= Shettles method =

Hypothesized sex-selection method

The Shettles Method is a child conception idea that is reputed to help determine a baby's sex. It was developed by Landrum B. Shettles in the 1960s and was publicized in the book How to Choose the Sex of Your Baby, coauthored by Shettles and David Rorvik. The book was first published in 1971 and has been in print in various editions ever since. By following the various methods outlined in the book, it is proposed that a couple can affect the probability of having a boy or a girl.

==Concept==
According to the hypothesis, male (Y) sperm are faster but more fragile than female (X) sperm. Further, acidic environments harm Y sperm, according to the theory, making conception of a girl more likely The Shettles method aims to exploit these two factors.

The Shettles method differs from the Ericsson method, in which the semen is deposited outside the woman and time is given for the fast/slow swimmers to separate before artificial insemination takes place.

===Timing of intercourse===
To have a boy, insemination should occur as close as possible to the moment of ovulation so that the faster, Y-sperm arrive first and achieve conception, according to the hypothesis. When seeking a girl, the couple should have sex 2½ to 3 days before ovulation.

===Sexual position===
Shallow penetration coupled with the sperm deposited close to the entrance favors female conception because the area is more acidic, which inhibits the weaker Y sperm, according to the hypothesis. To allow the Y sperm, which supposedly moves faster, to reach the egg first, use deeper penetration to deposit the sperm at the least acidic area near the uterus opening. Intercourse should occur from 5 am and continue every 2 hours during the ovulation period. Eggs are more likely to be fertilized before 7 am known as "the peak period".

==Effectiveness==
Proponents claim between 75 and 90 percent effectiveness for the method.

May 19, 1998, Landrum B. Shettles, M.D., PhD dictated to his daughter, Lana B. Shettles-Callahan, an email reply to Professor Hunt concerning the presentation of choosing the sex of your baby with the following statement: “David M. Rorvik and I published in 1971 How to Choose Your Baby's Sex with revised editions in 1977, 1984, 1989, and 1997 in seventeen languages with worldwide distribution. To date, over one million copies have been sold and over 25,000 answers to the questions 'what you want' and 'what you got' with the approximate success rate of 85% for boys and 82% for girls. A bibliography of 129 references cites 28 papers of my own. The book has proven sound through the past 27 years; and, like the house in the scriptures, built on the rock rather than the sand.”

There is some disagreement among researchers as to how and whether the method works.

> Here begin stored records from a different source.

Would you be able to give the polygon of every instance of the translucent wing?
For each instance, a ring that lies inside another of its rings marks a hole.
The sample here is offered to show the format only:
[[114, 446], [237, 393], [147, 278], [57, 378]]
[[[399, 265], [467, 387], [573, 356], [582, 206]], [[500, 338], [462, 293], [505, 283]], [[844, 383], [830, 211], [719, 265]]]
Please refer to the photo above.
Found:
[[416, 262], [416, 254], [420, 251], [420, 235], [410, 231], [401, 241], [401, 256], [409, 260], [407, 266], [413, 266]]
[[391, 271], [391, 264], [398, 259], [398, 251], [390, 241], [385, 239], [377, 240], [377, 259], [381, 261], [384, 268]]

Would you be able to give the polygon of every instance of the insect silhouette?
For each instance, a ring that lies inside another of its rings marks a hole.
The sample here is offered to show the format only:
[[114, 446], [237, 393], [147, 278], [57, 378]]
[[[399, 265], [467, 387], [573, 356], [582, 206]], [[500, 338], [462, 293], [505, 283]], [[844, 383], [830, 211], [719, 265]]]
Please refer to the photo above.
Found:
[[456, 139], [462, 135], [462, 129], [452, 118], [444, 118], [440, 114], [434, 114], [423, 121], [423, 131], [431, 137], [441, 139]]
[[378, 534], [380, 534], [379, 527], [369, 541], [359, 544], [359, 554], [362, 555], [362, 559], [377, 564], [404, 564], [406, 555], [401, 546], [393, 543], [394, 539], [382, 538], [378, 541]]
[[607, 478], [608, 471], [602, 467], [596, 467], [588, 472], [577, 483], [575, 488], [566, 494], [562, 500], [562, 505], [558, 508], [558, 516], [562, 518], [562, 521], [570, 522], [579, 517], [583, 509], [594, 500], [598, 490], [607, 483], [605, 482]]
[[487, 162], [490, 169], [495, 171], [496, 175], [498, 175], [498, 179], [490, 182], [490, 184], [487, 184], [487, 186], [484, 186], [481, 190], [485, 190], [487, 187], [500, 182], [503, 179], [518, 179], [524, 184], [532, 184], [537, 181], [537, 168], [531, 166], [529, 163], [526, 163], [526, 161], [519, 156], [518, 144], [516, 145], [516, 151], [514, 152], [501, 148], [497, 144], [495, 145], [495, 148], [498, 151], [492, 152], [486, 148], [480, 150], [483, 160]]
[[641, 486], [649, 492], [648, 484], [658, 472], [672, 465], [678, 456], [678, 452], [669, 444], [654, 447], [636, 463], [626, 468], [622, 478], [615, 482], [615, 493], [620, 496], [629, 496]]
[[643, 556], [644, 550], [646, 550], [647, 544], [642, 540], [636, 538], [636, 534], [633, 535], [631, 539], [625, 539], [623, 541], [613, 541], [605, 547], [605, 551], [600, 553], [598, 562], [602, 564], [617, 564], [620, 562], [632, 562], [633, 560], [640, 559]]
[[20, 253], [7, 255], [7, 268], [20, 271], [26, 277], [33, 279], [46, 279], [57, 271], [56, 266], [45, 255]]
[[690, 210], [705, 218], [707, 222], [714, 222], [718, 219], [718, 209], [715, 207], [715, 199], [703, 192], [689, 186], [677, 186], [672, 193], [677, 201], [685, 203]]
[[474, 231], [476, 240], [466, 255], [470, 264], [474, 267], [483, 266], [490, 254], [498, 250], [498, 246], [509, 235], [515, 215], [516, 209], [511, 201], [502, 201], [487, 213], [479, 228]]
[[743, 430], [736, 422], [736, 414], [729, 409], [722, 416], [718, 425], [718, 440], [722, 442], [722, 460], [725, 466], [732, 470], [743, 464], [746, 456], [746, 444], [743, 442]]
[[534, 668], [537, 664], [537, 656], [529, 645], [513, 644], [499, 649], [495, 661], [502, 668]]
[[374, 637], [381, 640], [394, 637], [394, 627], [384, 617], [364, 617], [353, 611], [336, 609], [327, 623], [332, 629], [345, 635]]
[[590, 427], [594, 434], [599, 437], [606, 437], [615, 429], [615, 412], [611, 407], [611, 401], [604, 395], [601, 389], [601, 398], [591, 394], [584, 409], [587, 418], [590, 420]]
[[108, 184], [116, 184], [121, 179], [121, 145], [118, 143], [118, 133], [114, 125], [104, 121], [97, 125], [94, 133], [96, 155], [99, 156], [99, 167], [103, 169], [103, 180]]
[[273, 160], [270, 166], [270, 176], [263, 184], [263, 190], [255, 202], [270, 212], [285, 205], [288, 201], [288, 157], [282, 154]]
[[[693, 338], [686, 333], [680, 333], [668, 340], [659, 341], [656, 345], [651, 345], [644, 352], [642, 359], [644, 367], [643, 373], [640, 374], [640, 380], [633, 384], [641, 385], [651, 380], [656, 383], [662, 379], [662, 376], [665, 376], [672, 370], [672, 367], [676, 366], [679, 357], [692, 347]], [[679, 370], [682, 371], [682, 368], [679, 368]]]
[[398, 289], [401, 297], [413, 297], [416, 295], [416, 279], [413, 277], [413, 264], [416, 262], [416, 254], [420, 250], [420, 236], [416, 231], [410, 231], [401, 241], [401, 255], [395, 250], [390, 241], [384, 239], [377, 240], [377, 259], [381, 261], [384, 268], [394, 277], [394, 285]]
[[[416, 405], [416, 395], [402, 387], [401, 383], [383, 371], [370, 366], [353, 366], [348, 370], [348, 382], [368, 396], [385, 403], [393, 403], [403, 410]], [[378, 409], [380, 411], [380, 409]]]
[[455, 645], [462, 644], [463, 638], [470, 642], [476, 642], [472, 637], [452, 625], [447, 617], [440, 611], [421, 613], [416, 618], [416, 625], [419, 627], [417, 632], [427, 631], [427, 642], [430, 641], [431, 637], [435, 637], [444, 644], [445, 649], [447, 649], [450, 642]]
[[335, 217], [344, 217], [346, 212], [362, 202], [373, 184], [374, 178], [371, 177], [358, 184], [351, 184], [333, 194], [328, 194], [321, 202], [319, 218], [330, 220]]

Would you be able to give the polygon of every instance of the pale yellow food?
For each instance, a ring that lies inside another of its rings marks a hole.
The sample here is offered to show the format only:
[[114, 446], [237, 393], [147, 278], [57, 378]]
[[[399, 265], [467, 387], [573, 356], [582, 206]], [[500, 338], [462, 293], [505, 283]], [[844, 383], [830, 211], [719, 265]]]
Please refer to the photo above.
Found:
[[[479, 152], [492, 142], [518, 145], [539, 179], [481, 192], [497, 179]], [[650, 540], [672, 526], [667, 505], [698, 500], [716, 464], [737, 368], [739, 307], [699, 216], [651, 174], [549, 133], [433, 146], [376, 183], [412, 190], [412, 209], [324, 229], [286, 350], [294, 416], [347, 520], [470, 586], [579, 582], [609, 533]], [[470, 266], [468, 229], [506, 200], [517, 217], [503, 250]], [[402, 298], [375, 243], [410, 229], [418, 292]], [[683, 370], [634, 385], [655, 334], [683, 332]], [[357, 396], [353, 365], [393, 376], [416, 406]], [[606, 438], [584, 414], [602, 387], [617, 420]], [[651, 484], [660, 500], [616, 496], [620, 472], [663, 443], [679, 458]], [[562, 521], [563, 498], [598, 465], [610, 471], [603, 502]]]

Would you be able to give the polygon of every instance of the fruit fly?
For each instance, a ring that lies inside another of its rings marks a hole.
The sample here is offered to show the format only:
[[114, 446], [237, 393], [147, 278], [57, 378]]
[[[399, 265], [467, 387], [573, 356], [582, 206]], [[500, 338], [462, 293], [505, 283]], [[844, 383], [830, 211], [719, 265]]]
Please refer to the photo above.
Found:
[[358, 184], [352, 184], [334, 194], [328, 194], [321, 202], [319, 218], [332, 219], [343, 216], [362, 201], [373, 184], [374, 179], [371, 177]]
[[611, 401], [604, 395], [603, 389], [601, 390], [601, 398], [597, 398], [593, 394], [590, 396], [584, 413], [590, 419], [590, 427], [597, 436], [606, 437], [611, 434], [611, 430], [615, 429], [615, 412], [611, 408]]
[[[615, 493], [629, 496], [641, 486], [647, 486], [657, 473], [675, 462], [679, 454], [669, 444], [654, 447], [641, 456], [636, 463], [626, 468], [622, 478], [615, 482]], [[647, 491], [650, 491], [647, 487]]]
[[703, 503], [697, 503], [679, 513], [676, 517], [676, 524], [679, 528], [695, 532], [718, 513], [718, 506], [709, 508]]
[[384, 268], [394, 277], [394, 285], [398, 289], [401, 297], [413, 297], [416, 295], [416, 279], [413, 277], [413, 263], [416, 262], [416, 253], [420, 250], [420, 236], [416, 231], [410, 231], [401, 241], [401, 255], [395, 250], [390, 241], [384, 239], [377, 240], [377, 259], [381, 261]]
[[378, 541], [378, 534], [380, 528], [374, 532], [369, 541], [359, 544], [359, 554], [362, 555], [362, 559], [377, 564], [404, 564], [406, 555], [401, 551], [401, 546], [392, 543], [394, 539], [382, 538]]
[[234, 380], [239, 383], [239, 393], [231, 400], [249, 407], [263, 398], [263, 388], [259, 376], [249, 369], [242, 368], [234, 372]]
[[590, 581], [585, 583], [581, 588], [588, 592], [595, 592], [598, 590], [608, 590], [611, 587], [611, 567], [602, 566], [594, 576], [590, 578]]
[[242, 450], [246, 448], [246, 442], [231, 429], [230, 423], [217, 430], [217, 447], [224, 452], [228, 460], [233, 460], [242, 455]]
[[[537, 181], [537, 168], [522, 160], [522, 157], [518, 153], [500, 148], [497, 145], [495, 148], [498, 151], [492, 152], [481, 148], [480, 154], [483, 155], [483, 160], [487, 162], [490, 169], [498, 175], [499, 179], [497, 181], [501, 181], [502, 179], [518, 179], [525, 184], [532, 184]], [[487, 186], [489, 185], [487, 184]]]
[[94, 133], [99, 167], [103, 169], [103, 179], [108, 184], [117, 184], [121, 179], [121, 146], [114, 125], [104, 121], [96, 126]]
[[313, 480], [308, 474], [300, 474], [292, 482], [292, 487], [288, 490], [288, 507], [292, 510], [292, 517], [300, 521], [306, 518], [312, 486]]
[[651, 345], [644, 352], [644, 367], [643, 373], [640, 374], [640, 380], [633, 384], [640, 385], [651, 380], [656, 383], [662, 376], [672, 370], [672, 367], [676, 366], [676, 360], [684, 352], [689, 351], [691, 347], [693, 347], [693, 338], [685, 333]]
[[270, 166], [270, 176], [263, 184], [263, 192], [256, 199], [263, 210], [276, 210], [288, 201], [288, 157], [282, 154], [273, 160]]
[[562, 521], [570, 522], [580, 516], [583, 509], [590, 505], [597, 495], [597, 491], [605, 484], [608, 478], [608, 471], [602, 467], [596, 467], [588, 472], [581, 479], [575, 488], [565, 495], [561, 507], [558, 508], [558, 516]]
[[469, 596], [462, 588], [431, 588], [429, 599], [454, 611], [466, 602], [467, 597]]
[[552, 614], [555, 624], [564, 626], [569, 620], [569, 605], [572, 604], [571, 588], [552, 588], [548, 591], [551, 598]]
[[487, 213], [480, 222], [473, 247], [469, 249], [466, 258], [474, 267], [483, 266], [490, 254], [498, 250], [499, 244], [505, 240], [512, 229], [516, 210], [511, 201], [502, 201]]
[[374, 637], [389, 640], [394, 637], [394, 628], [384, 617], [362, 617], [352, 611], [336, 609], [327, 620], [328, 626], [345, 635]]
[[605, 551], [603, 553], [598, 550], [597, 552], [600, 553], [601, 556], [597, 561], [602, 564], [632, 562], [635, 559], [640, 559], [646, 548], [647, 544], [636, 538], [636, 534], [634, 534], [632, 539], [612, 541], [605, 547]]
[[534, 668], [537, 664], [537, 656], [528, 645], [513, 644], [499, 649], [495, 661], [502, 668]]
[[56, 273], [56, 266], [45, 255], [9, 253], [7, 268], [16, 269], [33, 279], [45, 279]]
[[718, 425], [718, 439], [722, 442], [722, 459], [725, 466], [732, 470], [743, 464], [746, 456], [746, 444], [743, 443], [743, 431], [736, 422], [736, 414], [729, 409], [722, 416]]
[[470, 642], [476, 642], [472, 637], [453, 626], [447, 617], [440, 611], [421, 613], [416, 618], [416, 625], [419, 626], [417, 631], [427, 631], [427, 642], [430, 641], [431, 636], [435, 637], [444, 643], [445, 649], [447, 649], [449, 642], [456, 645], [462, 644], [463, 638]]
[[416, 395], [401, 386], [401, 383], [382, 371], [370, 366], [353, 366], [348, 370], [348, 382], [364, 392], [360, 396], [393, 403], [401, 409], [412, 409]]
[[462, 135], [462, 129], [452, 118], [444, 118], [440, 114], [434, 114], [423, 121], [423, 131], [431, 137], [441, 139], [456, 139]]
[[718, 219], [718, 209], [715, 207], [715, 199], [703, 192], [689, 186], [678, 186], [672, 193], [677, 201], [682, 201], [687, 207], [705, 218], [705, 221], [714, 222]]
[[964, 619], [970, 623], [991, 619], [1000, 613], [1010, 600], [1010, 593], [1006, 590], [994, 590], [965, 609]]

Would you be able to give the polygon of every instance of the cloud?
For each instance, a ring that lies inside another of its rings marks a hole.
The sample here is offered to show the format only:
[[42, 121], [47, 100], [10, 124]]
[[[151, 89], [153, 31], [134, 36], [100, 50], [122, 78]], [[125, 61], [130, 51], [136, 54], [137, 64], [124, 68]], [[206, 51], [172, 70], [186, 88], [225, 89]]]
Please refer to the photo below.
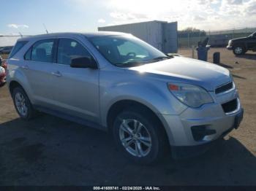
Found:
[[98, 20], [98, 23], [106, 23], [106, 20], [105, 20], [102, 18], [100, 18], [100, 19]]
[[194, 20], [195, 21], [203, 21], [203, 20], [206, 20], [206, 17], [203, 17], [202, 16], [200, 16], [200, 15], [195, 15], [194, 17]]
[[230, 4], [241, 4], [243, 0], [227, 0], [227, 3]]
[[[83, 6], [88, 4], [86, 0], [75, 1]], [[108, 25], [157, 20], [178, 21], [179, 29], [195, 27], [208, 31], [256, 26], [256, 0], [95, 1], [102, 13], [109, 14]]]
[[10, 28], [27, 28], [29, 26], [27, 25], [17, 25], [17, 24], [9, 24], [7, 25]]

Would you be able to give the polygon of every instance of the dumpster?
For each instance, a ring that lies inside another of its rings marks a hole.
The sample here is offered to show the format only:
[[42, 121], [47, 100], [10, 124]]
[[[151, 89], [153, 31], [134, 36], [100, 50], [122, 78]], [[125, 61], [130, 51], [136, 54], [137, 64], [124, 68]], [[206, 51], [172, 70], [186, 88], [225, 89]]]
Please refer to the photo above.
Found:
[[198, 42], [197, 47], [198, 60], [207, 61], [208, 51], [210, 50], [210, 45], [207, 45], [209, 39], [207, 37], [203, 42]]

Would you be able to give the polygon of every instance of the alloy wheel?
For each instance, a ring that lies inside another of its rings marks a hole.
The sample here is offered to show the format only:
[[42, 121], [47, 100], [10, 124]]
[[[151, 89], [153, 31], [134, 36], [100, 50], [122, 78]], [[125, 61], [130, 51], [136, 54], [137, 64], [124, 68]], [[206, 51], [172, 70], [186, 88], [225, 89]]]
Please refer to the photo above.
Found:
[[23, 116], [27, 115], [28, 106], [26, 106], [23, 95], [22, 95], [20, 93], [17, 93], [15, 94], [15, 105], [19, 113]]
[[152, 147], [149, 131], [135, 119], [122, 120], [119, 128], [119, 139], [124, 149], [135, 157], [146, 156]]

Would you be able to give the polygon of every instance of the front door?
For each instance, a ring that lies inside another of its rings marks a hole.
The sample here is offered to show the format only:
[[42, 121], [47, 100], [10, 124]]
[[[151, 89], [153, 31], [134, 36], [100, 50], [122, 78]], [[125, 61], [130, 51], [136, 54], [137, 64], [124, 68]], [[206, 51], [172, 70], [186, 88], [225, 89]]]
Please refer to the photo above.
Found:
[[[66, 114], [97, 122], [99, 109], [99, 70], [71, 68], [71, 60], [91, 57], [78, 41], [59, 39], [57, 63], [53, 64], [53, 99], [56, 109]], [[92, 58], [92, 57], [91, 57]]]

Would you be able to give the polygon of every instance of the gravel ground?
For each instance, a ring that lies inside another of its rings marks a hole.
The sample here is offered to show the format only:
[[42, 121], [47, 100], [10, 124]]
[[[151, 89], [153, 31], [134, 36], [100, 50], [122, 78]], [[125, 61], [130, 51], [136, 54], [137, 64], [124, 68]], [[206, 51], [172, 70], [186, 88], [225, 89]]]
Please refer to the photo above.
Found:
[[244, 121], [206, 153], [182, 160], [169, 155], [155, 165], [131, 163], [105, 132], [48, 114], [20, 120], [1, 88], [0, 185], [256, 185], [256, 54], [211, 49], [210, 61], [216, 51], [233, 74]]

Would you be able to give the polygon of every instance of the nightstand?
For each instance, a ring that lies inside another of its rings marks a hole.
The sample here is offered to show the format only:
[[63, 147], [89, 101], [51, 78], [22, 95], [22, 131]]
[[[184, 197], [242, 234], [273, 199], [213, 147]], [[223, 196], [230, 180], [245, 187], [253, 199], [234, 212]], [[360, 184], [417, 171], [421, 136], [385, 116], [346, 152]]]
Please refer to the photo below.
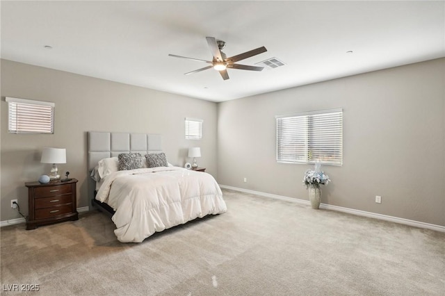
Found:
[[196, 172], [205, 172], [206, 171], [206, 168], [205, 167], [197, 167], [195, 169], [192, 169], [192, 170], [196, 171]]
[[29, 216], [26, 230], [38, 226], [79, 220], [75, 179], [67, 182], [26, 182]]

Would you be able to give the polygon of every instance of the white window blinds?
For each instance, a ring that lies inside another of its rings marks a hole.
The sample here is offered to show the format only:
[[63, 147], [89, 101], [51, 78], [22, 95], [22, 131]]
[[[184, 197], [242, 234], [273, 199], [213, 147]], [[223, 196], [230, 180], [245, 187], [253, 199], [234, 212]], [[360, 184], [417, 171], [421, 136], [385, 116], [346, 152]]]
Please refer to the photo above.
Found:
[[280, 115], [276, 120], [277, 161], [342, 165], [342, 109]]
[[186, 139], [199, 140], [202, 138], [202, 120], [186, 118]]
[[6, 97], [8, 131], [13, 133], [54, 133], [54, 104]]

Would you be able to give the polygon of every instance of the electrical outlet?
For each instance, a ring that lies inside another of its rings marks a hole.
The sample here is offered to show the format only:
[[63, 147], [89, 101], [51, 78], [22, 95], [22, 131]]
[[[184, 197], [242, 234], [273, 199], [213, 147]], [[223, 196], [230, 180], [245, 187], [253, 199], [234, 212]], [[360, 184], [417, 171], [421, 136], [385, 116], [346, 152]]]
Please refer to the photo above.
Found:
[[16, 208], [17, 204], [14, 204], [14, 202], [19, 203], [17, 199], [11, 199], [11, 208]]

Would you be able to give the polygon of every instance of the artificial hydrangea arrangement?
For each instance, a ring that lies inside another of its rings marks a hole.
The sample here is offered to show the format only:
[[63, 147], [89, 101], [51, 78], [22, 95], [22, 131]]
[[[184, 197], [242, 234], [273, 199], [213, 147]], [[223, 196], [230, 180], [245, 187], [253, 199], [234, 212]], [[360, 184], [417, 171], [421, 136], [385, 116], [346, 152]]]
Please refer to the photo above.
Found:
[[319, 188], [321, 184], [327, 185], [330, 181], [329, 176], [320, 169], [320, 164], [318, 163], [315, 165], [315, 170], [307, 170], [303, 179], [306, 189], [309, 186]]

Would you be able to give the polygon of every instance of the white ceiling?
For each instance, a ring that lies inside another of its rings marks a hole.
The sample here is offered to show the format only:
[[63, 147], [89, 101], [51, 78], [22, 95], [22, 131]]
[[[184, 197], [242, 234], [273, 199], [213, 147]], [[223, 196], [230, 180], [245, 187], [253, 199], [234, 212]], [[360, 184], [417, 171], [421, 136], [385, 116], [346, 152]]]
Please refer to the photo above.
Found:
[[[445, 1], [6, 1], [1, 58], [223, 101], [445, 56]], [[227, 56], [265, 46], [238, 63], [276, 57], [285, 66], [228, 69]], [[52, 49], [44, 48], [45, 45]], [[353, 54], [347, 54], [353, 51]]]

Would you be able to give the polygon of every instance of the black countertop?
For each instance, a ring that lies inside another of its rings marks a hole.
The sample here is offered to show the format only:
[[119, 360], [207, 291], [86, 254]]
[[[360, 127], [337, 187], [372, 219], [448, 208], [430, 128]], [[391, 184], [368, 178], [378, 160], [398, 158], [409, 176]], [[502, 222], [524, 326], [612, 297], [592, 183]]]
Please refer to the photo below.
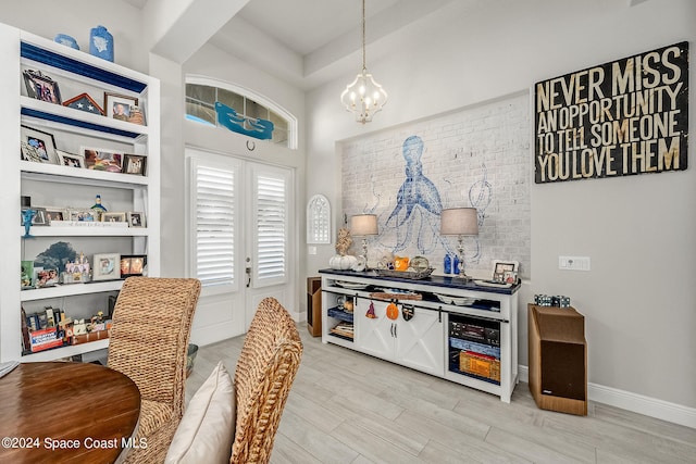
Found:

For example, the 1995 article "Timing of Sexual Intercourse in Relation to Ovulation—Effects on the Probability of Conception, Survival of the Pregnancy, and Sex of the Baby" in the New England Journal of Medicine concludes that "for practical purposes, the timing of sexual intercourse in relation to ovulation has no influence on the sex of the baby." The study tracked women's hormone levels daily to determine the day of ovulation.

In contrast, another study from the New England Journal of Medicine (1979) found that "[our] results ... demonstrate that insemination on different days of the menstrual cycle does lead to variations in sex ratio." While this second study was larger, it did not track the levels of LH in the blood but instead used cycle lengths to determine probable time of ovulation. Adding support to another aspect of the Shettles's findings related to sperm morphology, an important element in his method, a 1997 study, "Size Differences Between X and Y Spermatozoa and Prefertilization Diagnosis," published in Molecular Human Reproduction, using polymerase chain reaction-aided techniques, concluded: “Statistically, the length, perimeter and area of the sperm heads, and the length of the sperm necks and tails of X-bearing spermatozoa were significantly larger and longer than those of Y-bearing spermatozoa"

Multiple studies have confirmed Dr. Shettles's findings that the larger X-bearing, female producing spermatozoa are hardier, another factor that is important in his method. Men who work at high altitudes, in high heat environments and in situations that expose them to various toxic substances and other forms of physiological stress have been reported to sire far more girls than boys. OBGYN News, October 15–31, 1982, for example, reported on a study of undersea divers in Australia showing that their offspring were almost 2-1 female.

The researchers cited other data indicating a similar situation involving pilots of high-altitude military aircraft. Dr. Shettles contended that atmospheric pressures, tight fitting clothing and many other stressors could favor the X-bearing spermatozoa. Another study, reported upon in Discover Magazine in 1988 called "Girls from Space," found that both high altitude tactical pilots and astronauts fathered far more daughters than sons.

A 2006 letter published by The BMJ, however, reviewing some of the research, claims that "So far, researchers have found no morphological differences between human X sperm and Y sperm", ignoring prior findings to the contrary, including some published in the same journal just the year before.

A May 2021 article in Fertility & Sterility reflected on a paper published in the same journal 50 years earlier that month, stating that "...scientific journals such as Fertility and Sterility and The New England Journal of Medicine have continued to publish research dispelling the claims of the Shettles Method."